On April 23, 2014, the eve of 99th anniversary of the start of the deportations, Turkish Prime Minister Recep Tayyip Erdogan offered condolences for the Ottoman Armenians who lost their lives during the events of 1915 and said: “The incidents of the first world war are our shared pain.” His statement was translated into nine languages including Armenian. It was the first time a Turkish leader had offered such condolences.
“Having experienced events which had inhumane consequences - such as relocation - during the World War I, shouldn't prevent Turks and Armenians from establishing compassion and mutually humane attitudes towards one another,” he added.
In April 2015, Mr. Erdogan, as President of Turkish Republic, repeated these condolences and said: ''It is with this hope and belief that we wish that the Armenians who lost their lives in the context of the early 20th century rest in peace, and we convey our condolences to their grandchildren... Having experienced events which had inhumane consequences - such as relocation - during the First World War, should not prevent Turks and Armenians from establishing compassion and mutually humane attitudes towards one another.”
Erdogan reiterated that Turkey is ready to open historical archives over the 1915 events. He also said that the “military archives" can also be viewed as well.
However, the Armenian diaspora did not welcome President Erdogan’s invitation to examine the archives or his conciliatory remarks.

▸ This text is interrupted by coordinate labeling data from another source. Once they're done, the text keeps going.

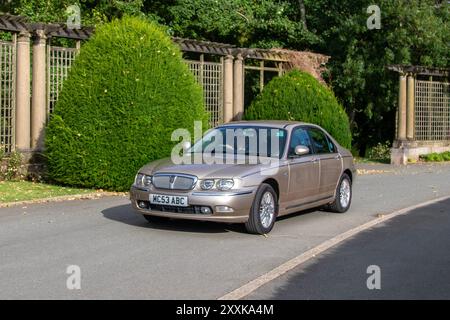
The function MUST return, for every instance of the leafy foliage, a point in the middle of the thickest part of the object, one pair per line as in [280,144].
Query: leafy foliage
[126,92]
[436,157]
[299,96]
[381,152]
[412,32]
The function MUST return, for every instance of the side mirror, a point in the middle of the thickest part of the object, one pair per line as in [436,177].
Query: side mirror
[186,145]
[301,150]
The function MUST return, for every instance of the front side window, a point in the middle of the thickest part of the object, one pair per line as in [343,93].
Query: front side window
[319,140]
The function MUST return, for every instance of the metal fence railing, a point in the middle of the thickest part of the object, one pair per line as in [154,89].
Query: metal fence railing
[59,62]
[7,95]
[209,76]
[432,111]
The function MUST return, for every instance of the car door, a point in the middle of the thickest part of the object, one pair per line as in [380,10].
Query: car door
[330,161]
[303,171]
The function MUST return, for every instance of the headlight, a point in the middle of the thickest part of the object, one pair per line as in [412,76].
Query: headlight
[207,184]
[225,184]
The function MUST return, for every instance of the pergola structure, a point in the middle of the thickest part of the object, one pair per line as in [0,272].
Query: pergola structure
[220,69]
[423,115]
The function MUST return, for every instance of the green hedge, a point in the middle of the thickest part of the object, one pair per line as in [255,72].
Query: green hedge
[299,96]
[127,91]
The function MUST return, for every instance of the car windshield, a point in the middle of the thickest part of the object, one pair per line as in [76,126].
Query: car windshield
[243,140]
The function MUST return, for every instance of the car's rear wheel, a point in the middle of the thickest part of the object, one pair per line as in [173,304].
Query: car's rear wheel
[264,211]
[343,197]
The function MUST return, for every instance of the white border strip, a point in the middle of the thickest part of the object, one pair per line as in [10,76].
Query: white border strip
[251,286]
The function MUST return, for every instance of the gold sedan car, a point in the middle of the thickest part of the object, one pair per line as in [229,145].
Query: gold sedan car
[248,172]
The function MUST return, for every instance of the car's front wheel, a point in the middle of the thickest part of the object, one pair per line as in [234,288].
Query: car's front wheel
[264,211]
[343,197]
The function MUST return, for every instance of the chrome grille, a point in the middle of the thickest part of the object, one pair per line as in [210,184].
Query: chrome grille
[174,181]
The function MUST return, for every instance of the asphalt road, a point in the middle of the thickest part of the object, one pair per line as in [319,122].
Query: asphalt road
[121,256]
[411,251]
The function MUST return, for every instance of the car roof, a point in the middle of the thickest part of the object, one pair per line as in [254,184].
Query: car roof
[282,124]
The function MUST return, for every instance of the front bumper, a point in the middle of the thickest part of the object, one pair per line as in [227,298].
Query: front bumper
[240,201]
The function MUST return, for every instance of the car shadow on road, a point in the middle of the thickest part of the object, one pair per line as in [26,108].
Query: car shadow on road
[125,214]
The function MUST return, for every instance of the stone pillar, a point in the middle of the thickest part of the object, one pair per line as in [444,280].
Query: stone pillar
[238,88]
[228,89]
[401,135]
[23,92]
[410,108]
[39,97]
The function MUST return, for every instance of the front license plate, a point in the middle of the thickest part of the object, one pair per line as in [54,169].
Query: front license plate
[178,201]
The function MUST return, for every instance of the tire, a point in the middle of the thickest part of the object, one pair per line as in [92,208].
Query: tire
[255,223]
[337,205]
[154,219]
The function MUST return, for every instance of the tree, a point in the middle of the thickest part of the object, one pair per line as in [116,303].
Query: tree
[298,96]
[127,91]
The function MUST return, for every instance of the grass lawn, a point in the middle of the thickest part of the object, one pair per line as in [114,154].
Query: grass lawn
[11,191]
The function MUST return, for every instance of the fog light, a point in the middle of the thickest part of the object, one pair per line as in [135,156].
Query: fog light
[205,210]
[142,204]
[224,209]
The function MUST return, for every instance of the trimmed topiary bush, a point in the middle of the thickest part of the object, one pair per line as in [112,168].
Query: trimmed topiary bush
[127,91]
[299,96]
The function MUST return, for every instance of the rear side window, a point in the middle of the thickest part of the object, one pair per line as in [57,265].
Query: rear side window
[320,141]
[333,148]
[299,137]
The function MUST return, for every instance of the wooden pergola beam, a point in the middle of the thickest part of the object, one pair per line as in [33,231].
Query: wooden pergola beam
[419,70]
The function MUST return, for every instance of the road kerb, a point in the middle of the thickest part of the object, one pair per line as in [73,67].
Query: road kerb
[251,286]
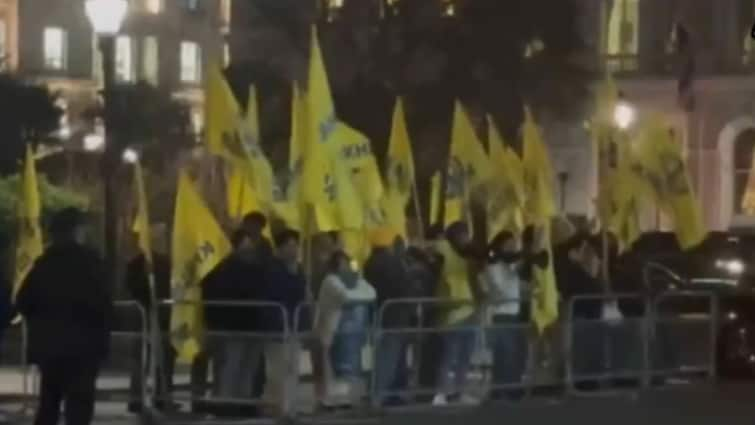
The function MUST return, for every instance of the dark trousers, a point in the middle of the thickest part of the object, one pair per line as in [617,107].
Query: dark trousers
[71,383]
[508,339]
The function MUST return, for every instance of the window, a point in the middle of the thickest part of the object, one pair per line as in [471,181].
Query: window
[55,40]
[153,6]
[226,54]
[3,44]
[191,62]
[743,164]
[621,37]
[150,61]
[124,59]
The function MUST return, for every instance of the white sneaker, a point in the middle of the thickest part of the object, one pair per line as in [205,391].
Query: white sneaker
[440,400]
[468,400]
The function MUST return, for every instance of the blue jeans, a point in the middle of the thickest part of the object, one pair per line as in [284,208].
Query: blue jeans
[458,345]
[391,369]
[508,341]
[346,352]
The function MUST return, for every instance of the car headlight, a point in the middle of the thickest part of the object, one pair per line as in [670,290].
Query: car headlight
[733,267]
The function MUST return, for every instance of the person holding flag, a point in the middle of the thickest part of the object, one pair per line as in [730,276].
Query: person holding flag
[68,307]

Serzh Sargsyan, Armenian President, expressed during an interview on April 2015 with Olaf Bruns from Euronews regarding Turkey’s suggesting the formation of an international committee of historians to discuss the issue:
“…What do you think, isn’t the Vatican one of the most well informed of the events that unfolded during the First World War? What do you think, does the Vatican feel a shortage of well-educated historians? For us such a proposal in itself is an insulting one since it questions the very fact and veracity of the Armenian genocide. Ultimately, what will the historians find out? How many people died? And is there a significant difference whether one and a half million people or one million four hundred forty nine thousand people died?”

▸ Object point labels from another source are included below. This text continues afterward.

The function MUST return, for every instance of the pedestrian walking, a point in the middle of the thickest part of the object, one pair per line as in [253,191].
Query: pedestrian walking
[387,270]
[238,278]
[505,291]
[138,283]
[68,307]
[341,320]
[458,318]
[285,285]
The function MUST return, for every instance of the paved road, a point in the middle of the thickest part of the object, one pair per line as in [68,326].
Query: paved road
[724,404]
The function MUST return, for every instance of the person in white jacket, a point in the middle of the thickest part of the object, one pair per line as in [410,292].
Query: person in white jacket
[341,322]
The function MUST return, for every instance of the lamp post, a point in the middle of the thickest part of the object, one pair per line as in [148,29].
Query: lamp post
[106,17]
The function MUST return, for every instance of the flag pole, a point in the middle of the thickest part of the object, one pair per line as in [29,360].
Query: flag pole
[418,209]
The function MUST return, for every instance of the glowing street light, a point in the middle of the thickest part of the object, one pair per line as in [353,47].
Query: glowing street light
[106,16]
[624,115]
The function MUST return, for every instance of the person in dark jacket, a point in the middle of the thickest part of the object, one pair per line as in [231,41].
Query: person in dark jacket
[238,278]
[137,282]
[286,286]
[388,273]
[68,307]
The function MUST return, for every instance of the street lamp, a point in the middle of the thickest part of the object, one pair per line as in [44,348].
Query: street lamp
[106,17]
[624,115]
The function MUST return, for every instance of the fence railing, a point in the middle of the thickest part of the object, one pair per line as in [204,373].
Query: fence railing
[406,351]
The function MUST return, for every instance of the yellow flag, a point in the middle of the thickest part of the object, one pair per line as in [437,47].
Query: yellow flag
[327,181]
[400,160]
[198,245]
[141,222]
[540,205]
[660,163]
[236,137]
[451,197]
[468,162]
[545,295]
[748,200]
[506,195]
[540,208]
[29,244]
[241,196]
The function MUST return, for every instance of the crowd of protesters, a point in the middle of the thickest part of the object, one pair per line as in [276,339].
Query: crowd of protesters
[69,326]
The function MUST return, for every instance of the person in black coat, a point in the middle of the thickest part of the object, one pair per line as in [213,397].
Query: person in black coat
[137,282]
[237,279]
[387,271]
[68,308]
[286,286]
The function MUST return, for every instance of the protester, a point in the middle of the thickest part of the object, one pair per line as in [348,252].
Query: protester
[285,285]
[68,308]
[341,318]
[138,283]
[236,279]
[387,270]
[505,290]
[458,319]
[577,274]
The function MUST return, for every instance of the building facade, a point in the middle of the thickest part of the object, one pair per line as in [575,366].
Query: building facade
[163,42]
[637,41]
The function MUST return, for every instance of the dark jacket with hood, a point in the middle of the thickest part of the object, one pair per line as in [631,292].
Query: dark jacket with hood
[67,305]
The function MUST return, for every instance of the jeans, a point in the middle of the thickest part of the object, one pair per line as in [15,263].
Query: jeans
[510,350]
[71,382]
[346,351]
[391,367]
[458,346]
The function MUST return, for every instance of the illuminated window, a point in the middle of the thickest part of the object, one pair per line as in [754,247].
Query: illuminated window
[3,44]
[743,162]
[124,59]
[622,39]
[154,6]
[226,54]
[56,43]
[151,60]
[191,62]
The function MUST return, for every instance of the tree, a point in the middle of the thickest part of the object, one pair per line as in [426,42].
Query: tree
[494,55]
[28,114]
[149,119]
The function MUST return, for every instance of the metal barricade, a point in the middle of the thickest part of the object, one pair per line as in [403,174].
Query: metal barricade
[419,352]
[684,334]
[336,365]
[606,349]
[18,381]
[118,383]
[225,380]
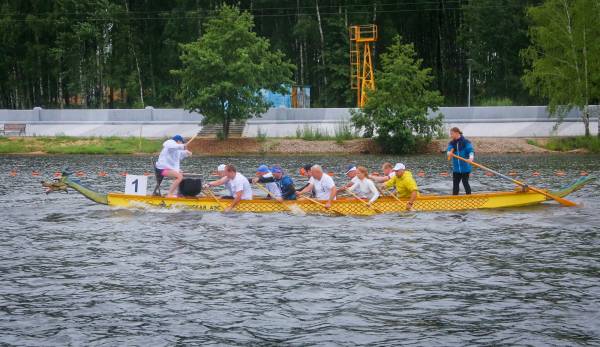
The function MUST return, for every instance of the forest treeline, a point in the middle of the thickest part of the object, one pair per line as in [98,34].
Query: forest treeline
[121,53]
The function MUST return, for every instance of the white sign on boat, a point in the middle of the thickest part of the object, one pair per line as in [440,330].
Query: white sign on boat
[136,184]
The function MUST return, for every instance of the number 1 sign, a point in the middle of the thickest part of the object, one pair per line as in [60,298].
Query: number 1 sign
[136,185]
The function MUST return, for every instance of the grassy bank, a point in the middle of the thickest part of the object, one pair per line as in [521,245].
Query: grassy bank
[79,145]
[564,144]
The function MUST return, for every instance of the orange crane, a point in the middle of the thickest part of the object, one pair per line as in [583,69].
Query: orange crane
[362,37]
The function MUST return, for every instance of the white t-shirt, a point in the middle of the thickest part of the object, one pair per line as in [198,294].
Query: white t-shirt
[365,189]
[272,187]
[354,181]
[170,156]
[322,187]
[240,183]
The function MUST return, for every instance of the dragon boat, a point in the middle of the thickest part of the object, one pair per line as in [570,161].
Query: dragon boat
[342,206]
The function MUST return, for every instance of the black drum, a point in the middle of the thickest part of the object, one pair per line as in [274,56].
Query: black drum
[190,187]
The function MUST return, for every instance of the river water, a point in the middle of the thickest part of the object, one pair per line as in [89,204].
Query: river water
[76,273]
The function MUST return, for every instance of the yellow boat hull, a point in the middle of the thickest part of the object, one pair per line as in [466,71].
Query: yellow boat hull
[340,206]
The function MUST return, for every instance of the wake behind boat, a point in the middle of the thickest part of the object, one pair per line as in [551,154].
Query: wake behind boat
[342,206]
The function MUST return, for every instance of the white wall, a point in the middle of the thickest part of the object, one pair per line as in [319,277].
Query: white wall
[512,121]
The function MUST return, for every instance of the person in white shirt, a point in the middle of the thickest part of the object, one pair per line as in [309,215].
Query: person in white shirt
[388,173]
[365,188]
[174,150]
[240,187]
[351,174]
[265,176]
[323,185]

Dr. Ibrahim Kalin, Deputy Secretary General of Turkish President Erdogan, has criticized Sargsyan’s words and stated that such a rejectionist attitude does not serve Armenia or Armenians around the world in an opinion publish by Al Jazeera English on April 23, 2015:
“The genocide lobbyists claim that historians have provided evidence of genocide. Closer examination of the scholarly literature suggests otherwise. Such prominent historians as Stanford Shaw, Bernard Lewis, Guenter Lewy, Sean McMeekin, Justin McCarthy, Edward Erickson, Norman Stone and Jeremy Salt as well as numerous Turkish and Arab historians have written on World War I and the Armenians. None of them has found ground for the charge of an intentional-systematic killing of Armenians or other groups that can substantiate the charges of genocide.”
He also emphasized the importance of sharing the pain felt by Armenians and Turks rather than comparing it:
“Attempts to create hierarchies of pain and sow seeds of animosity are wrong and inhumane. Armenian suffering should be remembered and mourned just as the suffering of Turks and other Muslims in the Great War. Demonising the Turks will not bring any meaningful closure. A fair and balanced view of history, free from smear campaigns and manipulation, can go a long way in acknowledging and grieving the common pain of Armenians and Turks.”